Thursday, December 8, 2011

6-Year-Old Minds

Ten o'clock and five first graders come in red and cold from recess, noses running. One or two of the girls usually arrive first and announce that they are first and then proceed to tell each boy that he is not first, (because the boys might say they are first even when they clearly are not). Then we have our little chat about how it doesn't matter who is first, and then I start going over the new letter and sound and new words for the week. We read the words on the cards and then each student in turn uses the words in sentences. The girls ALWAYS have someone going to the store, and finally I have said, can't we stop going to the store with our sentences? (For example if the word is 'said' a girl might say: "He said I am going to the store.") The boys, nearly always, have sharks, dinosaurs, or monsters in their sentences. I don't usually have to prompt them much. After we review, we practice sounding out words smoothly, looking at ways to blend and chuck words together. Then we get to read a story.

Yesterday, scene:

I notice that the book has a picture of a caterpillar on the cover and the word metamorphosis. This excites me, and I get ready to listen to them tell me what I assume they know about caterpillars and then show them this really cool new word. I ask the group, what happens to caterpillars? One of the boys, who usually gets the giggles but is not laughing at the moment, raises his hand and tells me—very matter-of-factly—"They get squashed." I start laughing before I even think about it. They do? I ask. I hope they don't get squashed! 

Then the boy and his giggle buddy start laughing and banging their fists on the table and saying, "Squash!" I try to regain composure and turn to the little girl next to me who, trying to collect her words and forgetting the word cocoon, finally spits out: "It changes into a butterfly." Okay, I say, that sounds better than getting squashed.

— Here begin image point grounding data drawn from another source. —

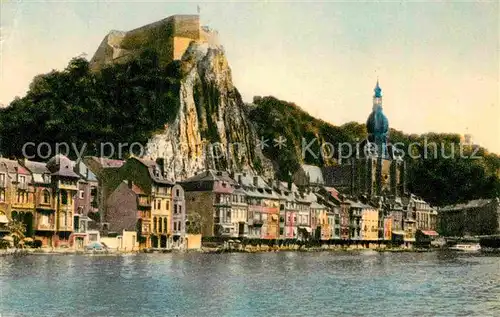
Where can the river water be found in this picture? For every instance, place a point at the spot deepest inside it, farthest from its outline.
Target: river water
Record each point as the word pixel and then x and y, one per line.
pixel 266 284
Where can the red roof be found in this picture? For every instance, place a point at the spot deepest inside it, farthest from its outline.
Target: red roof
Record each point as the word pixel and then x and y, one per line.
pixel 22 170
pixel 136 189
pixel 105 162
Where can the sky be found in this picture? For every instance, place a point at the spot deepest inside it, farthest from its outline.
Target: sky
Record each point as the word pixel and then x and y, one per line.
pixel 437 62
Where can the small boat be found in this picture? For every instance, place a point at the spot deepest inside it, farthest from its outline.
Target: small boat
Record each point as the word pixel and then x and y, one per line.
pixel 466 247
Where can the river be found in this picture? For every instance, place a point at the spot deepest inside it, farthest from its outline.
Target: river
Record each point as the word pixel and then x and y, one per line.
pixel 265 284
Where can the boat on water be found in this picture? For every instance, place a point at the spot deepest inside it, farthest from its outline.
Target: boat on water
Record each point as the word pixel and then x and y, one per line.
pixel 466 247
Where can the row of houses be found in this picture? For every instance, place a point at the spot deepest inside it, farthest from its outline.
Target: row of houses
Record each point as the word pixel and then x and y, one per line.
pixel 131 204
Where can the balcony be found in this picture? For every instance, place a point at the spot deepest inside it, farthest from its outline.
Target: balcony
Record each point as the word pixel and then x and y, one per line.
pixel 23 205
pixel 257 223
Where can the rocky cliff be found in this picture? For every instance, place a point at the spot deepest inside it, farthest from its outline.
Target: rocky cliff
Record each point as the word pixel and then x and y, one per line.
pixel 211 129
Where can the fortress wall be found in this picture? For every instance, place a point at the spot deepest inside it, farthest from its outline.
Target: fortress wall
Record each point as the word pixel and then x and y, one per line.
pixel 169 37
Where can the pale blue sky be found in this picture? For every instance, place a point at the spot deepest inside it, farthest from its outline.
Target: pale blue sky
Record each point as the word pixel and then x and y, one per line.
pixel 438 63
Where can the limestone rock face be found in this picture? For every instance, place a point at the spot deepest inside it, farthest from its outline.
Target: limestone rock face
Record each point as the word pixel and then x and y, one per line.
pixel 211 129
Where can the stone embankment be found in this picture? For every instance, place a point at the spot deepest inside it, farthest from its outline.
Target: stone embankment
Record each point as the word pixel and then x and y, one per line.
pixel 302 248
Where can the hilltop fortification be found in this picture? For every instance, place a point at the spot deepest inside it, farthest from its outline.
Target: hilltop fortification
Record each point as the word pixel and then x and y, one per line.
pixel 169 37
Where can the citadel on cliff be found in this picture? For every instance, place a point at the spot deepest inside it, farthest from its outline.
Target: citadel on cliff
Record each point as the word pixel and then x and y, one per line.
pixel 177 191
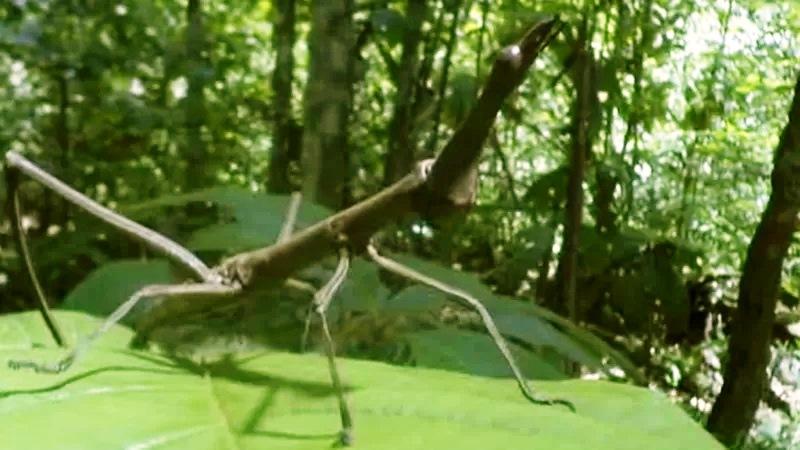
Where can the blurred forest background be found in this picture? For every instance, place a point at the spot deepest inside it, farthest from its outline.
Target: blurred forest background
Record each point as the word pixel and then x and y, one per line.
pixel 629 171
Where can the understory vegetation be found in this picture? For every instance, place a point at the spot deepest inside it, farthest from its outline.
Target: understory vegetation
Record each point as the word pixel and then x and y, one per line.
pixel 639 187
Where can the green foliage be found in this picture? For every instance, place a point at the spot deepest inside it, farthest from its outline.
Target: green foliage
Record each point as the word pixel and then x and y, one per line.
pixel 276 400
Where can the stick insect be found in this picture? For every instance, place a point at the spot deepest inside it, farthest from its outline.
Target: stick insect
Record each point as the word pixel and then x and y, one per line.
pixel 345 234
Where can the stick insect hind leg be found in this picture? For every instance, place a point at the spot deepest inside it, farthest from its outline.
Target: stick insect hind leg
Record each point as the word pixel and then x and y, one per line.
pixel 211 283
pixel 407 272
pixel 319 306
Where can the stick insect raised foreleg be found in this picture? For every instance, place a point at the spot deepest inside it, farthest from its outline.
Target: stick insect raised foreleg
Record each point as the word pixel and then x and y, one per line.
pixel 210 283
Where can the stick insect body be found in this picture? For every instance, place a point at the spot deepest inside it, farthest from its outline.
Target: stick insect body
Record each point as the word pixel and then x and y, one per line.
pixel 448 178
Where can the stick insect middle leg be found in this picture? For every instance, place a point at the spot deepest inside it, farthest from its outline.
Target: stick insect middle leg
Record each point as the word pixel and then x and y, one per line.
pixel 407 272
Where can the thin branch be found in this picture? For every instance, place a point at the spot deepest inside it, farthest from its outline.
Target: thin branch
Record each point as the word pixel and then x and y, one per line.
pixel 291 216
pixel 449 186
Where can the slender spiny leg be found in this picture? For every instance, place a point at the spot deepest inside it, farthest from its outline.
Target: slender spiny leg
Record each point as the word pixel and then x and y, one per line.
pixel 149 237
pixel 321 302
pixel 168 290
pixel 14 210
pixel 407 272
pixel 291 216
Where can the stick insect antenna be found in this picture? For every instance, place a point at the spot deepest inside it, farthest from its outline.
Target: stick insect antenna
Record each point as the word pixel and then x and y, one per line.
pixel 149 237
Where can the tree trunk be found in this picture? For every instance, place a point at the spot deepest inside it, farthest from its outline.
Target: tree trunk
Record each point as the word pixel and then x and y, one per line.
pixel 328 99
pixel 195 152
pixel 751 331
pixel 283 37
pixel 400 158
pixel 568 260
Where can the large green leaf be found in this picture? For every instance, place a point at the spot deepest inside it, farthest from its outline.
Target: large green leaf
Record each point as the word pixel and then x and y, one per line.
pixel 116 398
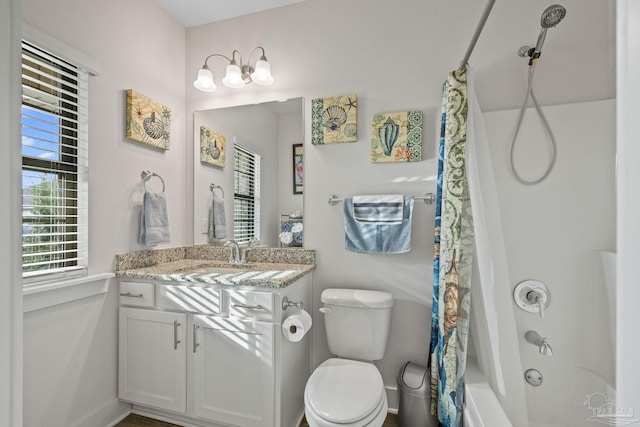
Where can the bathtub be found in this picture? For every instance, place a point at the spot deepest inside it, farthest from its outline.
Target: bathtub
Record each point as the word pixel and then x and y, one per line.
pixel 482 407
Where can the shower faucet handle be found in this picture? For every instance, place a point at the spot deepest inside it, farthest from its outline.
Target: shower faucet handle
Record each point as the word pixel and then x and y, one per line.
pixel 532 296
pixel 537 298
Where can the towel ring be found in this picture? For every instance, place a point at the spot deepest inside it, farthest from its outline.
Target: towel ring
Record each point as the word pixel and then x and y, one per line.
pixel 213 187
pixel 146 175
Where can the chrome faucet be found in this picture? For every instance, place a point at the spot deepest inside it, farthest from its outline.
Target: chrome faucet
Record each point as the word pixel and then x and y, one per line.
pixel 234 257
pixel 243 258
pixel 536 339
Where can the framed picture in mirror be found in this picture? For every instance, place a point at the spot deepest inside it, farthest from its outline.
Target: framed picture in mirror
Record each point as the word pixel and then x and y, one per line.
pixel 298 169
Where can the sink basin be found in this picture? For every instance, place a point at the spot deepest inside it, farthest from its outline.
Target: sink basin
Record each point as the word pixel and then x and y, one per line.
pixel 221 270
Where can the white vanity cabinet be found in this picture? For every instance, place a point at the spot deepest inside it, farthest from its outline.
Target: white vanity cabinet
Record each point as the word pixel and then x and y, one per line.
pixel 212 355
pixel 234 375
pixel 152 358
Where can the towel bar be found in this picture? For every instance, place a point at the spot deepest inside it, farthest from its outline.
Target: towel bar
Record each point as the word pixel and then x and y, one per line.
pixel 429 198
pixel 146 175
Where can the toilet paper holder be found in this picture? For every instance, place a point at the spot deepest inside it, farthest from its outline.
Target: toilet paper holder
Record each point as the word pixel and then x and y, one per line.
pixel 286 303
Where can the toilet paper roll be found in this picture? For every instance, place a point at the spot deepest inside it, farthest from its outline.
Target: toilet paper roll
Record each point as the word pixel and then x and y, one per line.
pixel 296 326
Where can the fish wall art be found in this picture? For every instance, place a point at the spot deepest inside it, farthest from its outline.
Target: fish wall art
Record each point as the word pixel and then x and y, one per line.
pixel 147 121
pixel 213 147
pixel 334 119
pixel 396 137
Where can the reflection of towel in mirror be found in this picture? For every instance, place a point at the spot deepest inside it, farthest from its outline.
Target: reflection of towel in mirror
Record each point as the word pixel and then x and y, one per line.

We then proceed to try and read chapter one about a caterpillar named Tim, and as we are reading I can't help thinking that I hope Tim doesn't get squashed in the story. Well, as we are reading along (I read the words in fine print and the kids read the big, bold words), one girl comments: "He's fat!" 
"I am NOT!" shouts one of the boys. Then I calmly explain to him that she was talking about the caterpillar, who is indeed fat and getting fatter by the minute.